Today, we have Dallas, Louisiana and more. I fought back the anger I felt a year ago as I put this post together, wishing my hopes then had been met and that I wouldn’t have to resurrect the draft’s sharper angles. I had made a point of learning, in the past year, how not to be angry, applying lessons I had committed to learn in August.
In light of today’s tenor, I felt there was merit in reflecting. If anything, I needed the reminder of what I had learned.
During that period of anger in 2015, I would often find myself wanting to be alone. I was enraged, and I didn’t want to talk about it. Why? Because I found that, when I did, I was called on to speak for all black people. I barely wanted to speak at all, and the only person for whom I was and remain qualified to speak is me.
People didn’t understand why I wanted to disconnect. They didn’t understand why I would want to spend time beyond their reach. The fact is, I didn’t want to be seen.
When I am alone, I am not black. I am not a woman. I am me, and it is enough. When I am alone, I am free of the social obligations, the racial politics, the judgement, the pity and, most importantly, the fear that my anger will get the best of me.

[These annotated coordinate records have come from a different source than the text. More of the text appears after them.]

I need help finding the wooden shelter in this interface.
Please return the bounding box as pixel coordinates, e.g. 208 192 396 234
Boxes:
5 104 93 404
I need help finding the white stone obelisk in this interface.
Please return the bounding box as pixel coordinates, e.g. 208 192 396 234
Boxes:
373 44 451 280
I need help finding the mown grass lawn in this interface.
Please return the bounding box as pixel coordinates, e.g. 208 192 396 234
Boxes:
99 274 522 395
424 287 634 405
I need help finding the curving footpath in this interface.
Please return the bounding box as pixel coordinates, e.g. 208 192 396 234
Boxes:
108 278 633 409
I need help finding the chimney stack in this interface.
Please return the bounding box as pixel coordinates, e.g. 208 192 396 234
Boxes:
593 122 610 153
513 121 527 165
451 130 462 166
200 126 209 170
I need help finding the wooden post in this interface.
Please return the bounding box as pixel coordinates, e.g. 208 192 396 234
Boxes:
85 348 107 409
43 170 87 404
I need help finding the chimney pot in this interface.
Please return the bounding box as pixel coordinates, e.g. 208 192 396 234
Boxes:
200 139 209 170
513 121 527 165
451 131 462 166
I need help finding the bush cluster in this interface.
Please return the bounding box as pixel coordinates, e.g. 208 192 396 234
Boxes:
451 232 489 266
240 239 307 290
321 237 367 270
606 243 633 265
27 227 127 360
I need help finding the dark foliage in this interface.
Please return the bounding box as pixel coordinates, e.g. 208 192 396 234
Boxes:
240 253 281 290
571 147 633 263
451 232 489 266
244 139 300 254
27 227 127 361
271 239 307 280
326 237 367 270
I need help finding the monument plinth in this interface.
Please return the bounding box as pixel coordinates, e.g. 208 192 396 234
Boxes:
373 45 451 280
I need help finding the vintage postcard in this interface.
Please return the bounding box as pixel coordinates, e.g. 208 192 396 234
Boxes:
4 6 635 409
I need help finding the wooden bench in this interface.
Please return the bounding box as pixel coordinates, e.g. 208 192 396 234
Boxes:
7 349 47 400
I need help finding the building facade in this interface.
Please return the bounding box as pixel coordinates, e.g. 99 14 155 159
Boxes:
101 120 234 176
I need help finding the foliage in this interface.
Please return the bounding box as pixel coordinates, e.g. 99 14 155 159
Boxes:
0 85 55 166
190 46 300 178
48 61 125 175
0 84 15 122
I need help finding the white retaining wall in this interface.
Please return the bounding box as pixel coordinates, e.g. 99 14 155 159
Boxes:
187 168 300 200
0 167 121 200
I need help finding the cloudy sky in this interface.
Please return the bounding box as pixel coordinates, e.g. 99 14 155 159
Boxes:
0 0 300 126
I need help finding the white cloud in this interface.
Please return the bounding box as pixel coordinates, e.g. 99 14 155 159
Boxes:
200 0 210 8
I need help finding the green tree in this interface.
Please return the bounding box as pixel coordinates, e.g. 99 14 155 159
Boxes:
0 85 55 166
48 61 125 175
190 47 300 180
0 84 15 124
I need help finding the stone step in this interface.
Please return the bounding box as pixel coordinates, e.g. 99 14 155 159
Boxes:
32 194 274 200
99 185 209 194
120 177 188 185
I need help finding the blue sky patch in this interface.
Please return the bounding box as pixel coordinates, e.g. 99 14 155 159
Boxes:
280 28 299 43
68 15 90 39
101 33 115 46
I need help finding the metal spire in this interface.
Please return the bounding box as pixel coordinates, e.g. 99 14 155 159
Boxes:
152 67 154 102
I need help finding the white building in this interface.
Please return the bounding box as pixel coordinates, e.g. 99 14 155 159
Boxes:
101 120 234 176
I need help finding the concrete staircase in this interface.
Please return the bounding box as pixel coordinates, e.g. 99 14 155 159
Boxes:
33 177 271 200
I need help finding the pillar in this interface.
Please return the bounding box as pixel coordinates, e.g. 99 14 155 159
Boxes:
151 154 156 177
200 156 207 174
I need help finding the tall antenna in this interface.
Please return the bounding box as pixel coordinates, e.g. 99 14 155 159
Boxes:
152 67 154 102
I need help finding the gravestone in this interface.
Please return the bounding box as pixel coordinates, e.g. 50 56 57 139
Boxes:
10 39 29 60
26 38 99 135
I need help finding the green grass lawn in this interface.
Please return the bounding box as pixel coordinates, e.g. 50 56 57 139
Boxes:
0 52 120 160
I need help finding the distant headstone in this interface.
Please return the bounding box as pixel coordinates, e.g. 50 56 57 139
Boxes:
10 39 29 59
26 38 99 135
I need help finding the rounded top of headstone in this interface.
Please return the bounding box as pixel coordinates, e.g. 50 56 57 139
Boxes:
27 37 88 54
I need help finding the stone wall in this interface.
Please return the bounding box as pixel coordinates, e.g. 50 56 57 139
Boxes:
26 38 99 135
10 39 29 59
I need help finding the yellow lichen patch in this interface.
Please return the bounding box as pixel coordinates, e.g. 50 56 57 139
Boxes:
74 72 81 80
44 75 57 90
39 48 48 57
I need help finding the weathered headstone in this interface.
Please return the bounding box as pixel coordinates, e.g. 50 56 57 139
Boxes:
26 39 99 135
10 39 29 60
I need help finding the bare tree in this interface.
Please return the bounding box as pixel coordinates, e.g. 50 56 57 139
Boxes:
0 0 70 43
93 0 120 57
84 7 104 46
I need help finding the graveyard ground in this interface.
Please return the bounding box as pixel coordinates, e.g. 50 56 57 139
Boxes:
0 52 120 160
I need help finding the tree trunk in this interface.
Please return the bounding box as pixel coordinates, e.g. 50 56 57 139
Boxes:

So, I did my best to be alone — to walk away from, as I would see them, sugar-coated conversations. The ones we suck on until we reach the sour, distasteful center. It’s at that point, often, everyone suddenly has somewhere else to be. Rather than suffer the disappointment and frustration of the charade, I often chose to disengage from conversation entirely.
I have since learned, this is something I cannot afford to do.
My life is full of extraordinary people with great potential. It’s my responsibility to engage with them or risk failing others who wish to see change — not to mention myself. There are a few lessons I have learned in the past year that have helped me more gracefully enter and exit my headline-induced state of anger.
- Avoid automatic, algorithmic feeds. I enjoy social media, especially the act of sharing interesting stories with others and discussing them. Reading automatic or algorithmically-generated feeds, however, is a fast track to anger, resentment and frustration. So, I avoid reading them. I opt, instead, for highly curated experiences such as This.cm or Twitter lists. I also enjoy newsletters. I visit my friends’ Facebook pages directly, taking in moments from their lives, and sending a gratitude note once a day through Facebook Messenger. I don’t scroll through the Facebook feed, however, and I try to avoid my “home” Twitter list when at all possible.
- Observe how you feel. Don’t fight it. When you don’t fight the urge to be alone, it’s easier to discover why you want to be alone in the first place. Rather than fight the urge to run from others, I observe it. I step back and acknowledge the feeling, sit with it and look for value in my current situation with others. Yes, I am stealing a page from the mindfulness handbook here.
- If you must be alone, tell people. I do my best to tell people that I need to be alone and, as often as I am able to ascertain it, why I have that need. Both of these are incredibly difficult. It is often easier to slip away without telling anyone, to disappear into a warm, safe place in the hopes no one will find you. The downside is that you often do not have a soft place to which you may return. People have unanswered questions about you, and you become untrustworthy. They don’t know, essentially, when you will slip away again. So, tell people.
None of these are easy, but I have found they help. Meditation, a regular workout routine, a change in overall reading habits and a change in diet have also made it easier for me to be patient and to spend more time with people even as the headlines take yet another turn for the worse. Today, as I write this, I am not alone, nor do I wish to be. I am angry, I am sad, but I have no urge to run. It may be worth it, if you find a friend or colleague has a short temper or has hidden themselves away, to be patient. Trust that they, like you, are fighting their own internal battle — one they must, for a while, fight alone.